Community composition in urban parks

In our study, microeukaryotes from five habitats, that is, moss, soil, tree hole, water, and sediment, were evaluated (Figure 1A,B). Rarefaction curves tended to be flat indicating that the sequencing depth was sufficient (Supporting Information: Figure S1). Permutational multivariate analysis of variance and hierarchical clustering clearly indicated that amplicon regions contributed most of the differences in the recovered community, followed by habitat types, and different parks had the least effect (Figure 1C and Supporting Information: Table S1). The highest taxonomic and phylogenetic diversities based on zero‐radius operational taxonomic units (zOTUs) were observed in soil (Figure 1D,E). Notably, microeukaryotes recovered using the V9 region were more diverse at both taxonomic and phylogenetic levels than those using the V4 region. The niche breadth was the greatest in water samples when estimated by the V4 region and the lowest by the V9 region, thereby indicating a controversial result provided by different primer pairs in aquatic environments (Figure 1F).

Figure 1.

Figure 1

Urban park habitats and their microeukaryotic community α‐diversity. (A) Locations of sampling parks in Xiamen city (DLS, Dalunshan park; DPS, Dapingshan park; HL, Huli park; SL, Shangli park; SLT, Shuanglongtan park; and XS, Xiangshan park). The red star on the map shows the location of Xiamen. (B) Five sampling habitats, including moss, sediment, soil, tree hole, and water. (C) Hierarchical cluster of 180 samples containing six parks, five habitats, and two amplified regions with three replicates. (D–F) α‐Diversity (zOTU richness, phylogenetic diversity, and niche breadth) of microeukaryotic communities in five habitats based on V4 and V9 regions of 18S rRNA genes, respectively.
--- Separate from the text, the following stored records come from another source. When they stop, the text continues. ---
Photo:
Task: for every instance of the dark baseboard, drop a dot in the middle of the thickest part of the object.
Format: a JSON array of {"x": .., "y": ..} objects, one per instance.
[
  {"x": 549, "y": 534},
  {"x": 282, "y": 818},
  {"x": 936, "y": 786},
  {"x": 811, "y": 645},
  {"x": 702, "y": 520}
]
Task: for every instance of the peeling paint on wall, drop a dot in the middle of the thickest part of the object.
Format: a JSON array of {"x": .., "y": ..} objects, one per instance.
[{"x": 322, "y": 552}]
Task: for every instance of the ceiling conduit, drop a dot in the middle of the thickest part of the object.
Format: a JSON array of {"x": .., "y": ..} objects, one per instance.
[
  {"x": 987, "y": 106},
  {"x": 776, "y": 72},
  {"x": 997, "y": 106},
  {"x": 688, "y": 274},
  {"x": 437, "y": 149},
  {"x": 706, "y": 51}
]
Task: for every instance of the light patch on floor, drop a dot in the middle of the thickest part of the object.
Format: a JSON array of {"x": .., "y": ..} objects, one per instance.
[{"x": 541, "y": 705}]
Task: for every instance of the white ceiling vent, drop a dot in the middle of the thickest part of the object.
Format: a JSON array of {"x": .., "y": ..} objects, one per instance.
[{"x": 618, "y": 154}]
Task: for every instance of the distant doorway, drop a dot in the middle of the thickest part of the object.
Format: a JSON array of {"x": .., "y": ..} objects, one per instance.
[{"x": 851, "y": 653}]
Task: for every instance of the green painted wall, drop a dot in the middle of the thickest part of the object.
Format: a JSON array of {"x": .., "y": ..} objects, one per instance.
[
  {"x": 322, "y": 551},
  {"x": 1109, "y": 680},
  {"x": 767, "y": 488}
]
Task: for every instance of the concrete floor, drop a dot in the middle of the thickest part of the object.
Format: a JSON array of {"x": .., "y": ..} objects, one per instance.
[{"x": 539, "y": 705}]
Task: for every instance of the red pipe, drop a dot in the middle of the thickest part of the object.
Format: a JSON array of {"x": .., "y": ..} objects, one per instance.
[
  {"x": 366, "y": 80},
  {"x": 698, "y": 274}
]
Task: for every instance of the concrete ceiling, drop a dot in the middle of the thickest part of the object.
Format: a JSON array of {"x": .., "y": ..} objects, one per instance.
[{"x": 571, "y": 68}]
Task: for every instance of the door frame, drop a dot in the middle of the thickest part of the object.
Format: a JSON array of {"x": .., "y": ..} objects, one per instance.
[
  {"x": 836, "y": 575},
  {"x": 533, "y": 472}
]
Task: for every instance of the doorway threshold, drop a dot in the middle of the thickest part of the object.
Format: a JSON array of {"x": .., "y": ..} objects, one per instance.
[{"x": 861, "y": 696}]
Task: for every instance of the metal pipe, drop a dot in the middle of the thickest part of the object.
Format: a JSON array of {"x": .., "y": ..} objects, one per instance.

The statistical method used is the Wilcoxon test performed in R and different letters indicate a significant difference (p < 0.05) between the two habitats. Red letters indicate a significant difference (p < 0.05) between the V4 and V9 regions.

For V4 and V9 regions, 2219 and 3987 zOTUs were observed in all habitats, respectively (Supporting Information: Figure S2A,B). The smallest or largest number of unique microeukaryotes was determined to be in water by sequencing the V4 or V9 regions, respectively. More Opisthokonta, Excavata, Stramenopiles, and unassigned supergroups, as well as fewer Alveolata, Amoebozoa, and Rhizaria were shown using the V9 region than the V4 region (Supporting Information: Figure S2C,D). The relative abundances of Stramenopiles were higher in sediments, whereas Hacrobia were more abundant in water samples (Supporting Information: Figure S2E,F). Consistently, Opisthokonta was the most abundant supergroup in all habitats. Within Opisthokonta, the V4 region detected more fungal taxa with different trophic modes than the V9 region, while a higher abundance of pathotrophs was observed using the V4 region, higher abundances of saprotrophs and symbiotrophs were identified using the V9 region (Supporting Information: Figure S3A,C). Soil and sediment had the most and fewest fungal guilds in both number and abundance, respectively (Supporting Information: Figure S3B,D). Specifically, relative abundances of testate amoebae, which belonged to Amoebozoa, were summarized. Seven genera were observed by sequencing the V4 region, and there was a high correlation (r > 0.9, p < 0.05) of relative abundance between microscopic analysis and high‐throughput sequencing. On the other hand, only Euglypha was found in the V9 region‐based community (Supporting Information: Table S2).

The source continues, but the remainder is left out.